Responses to the personalised modules were positive. However, our participants were unsure about the placement of some of the modules.


“I guess there’s quite a lot going on… I wouldn’t get down to the brands view, which I would actually find quite helpful”

Screenshots from the user interview recordings:


Which led us to create another hypothesis:

A less static, more dynamic and personalised homepage would improve engagement.

I decided to begin investigation and research into this hypothesis, whilst the PM oversaw A/B testing the set of personalised modules.


Live testing

I created wireframes — using Axure — for the module concepts, so we could quickly explore all the possible iterations, behaviours and layouts.

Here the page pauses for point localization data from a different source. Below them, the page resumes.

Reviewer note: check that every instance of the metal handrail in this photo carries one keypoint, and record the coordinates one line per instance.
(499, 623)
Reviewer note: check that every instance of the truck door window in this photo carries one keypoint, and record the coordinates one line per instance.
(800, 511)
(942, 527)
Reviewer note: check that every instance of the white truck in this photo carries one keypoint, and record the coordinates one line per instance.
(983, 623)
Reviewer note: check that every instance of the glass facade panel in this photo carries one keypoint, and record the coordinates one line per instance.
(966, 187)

The PM, tech lead and I put together a testing plan for our set of modules on iOS — after discovering iOS were positioned to run tests immediately. To prove the value they would bring to the business. We started with 3 test:


Test 1 — "Your Edit" (Product Recommendations) carousel

  • increased visits to "Your Edit" recommendations by 24%
  • Over 150% increase in "Adds to bag" from "Your Edit"
  • Over 130% increase in visitors ordering at least 1 "Your Edit" product
  • Reported to increase homepage revenue by around £116k

Test 2 — personalised premier delivery banner, MVT with different messaging

  • cut-off time for next-day delivery, increasing integration by over 18%
  • premier delivery expiring (in next 2 weeks), increasing by over 130%
  • premier deliver has expired, increasing by over 190%

Test 3 — brands you might like module showing

  • top selling brands, led to over 0.3% increase in paying visitors
  • personalised brands, led to over 0.3% increase in paying and over 3% increase in brand page views

Tying it all together

To show how this experience could look to different customers, I put together a quick video for the team and stakeholders. This also showed how homepage personalisation, could work with personalisation projects on other parts of the experience.





Iteration


After a set of successful initial tests, we decided to use what we’d learn and go back into discovery to understand how we could use personalisation even more.

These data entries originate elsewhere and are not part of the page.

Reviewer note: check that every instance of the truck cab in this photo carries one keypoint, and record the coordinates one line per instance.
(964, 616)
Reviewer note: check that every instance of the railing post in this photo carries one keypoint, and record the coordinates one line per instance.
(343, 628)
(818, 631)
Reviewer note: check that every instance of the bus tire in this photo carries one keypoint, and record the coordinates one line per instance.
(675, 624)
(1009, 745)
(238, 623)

One of the earliest problems outlined, with having a homepage that would refresh more often, was having enough content. The homepage content mostly comes from Branding and Trade, whilst other departments put their content out via other channels, such as email and social.


By creating a system for all parts of the business (including Customer Care and Order Fulfilment) to create, tag and submit content — we could create a feed of content. This feed would be unique to each customer, with:

  • UI and architecture optimised for easy personalisation
  • newest content always on top
  • Machine Learning used to determine what content is shown when
  • content would present over top of feed, helping users keep their place
  • direct links to recommended products and looks
  • fun mechanisms to draw users to new content

The UX/UI team would run an annual “The Great UI Exploration” showcase. Using the above, another UI Designer and I collaborated, and looked at what a future ASOS homepage home feed could look like:



This concept home feed was to be built using a streamlined component set, reducing the number from 8 to 2. This would make:

  • future experiments and personalisation easier
  • the homefeed more accessible (by improving contrast, using live text, etc.)
  • updating or refreshing these components in the future easier

👎 The original 8 components:


👍 The proposed 2 components:


Which both had a set of customisable sub-components to allow for flexibility — from glossy visual-led cards, to simple messaging for anything from sales promos, through to personalised greetings or customer support (e.g. delivery times delayed by boats getting stuck in the Suez Canal):



From this next iteration, I hope to see the following outcomes:

  • Content & Retail would better target customers, and have a feedback loop to customers, to help with improving out content.
  • Tech & Engineering would have a simpler, but smarter system, which would replace complex and manual content systems.
  • Digital Product would have a simpler system to roll out even more complicated tests, so we can iterate and test design changes faster.
  • Customer Care can proactively reach out to customers, to help them aid customers and reduce contacts.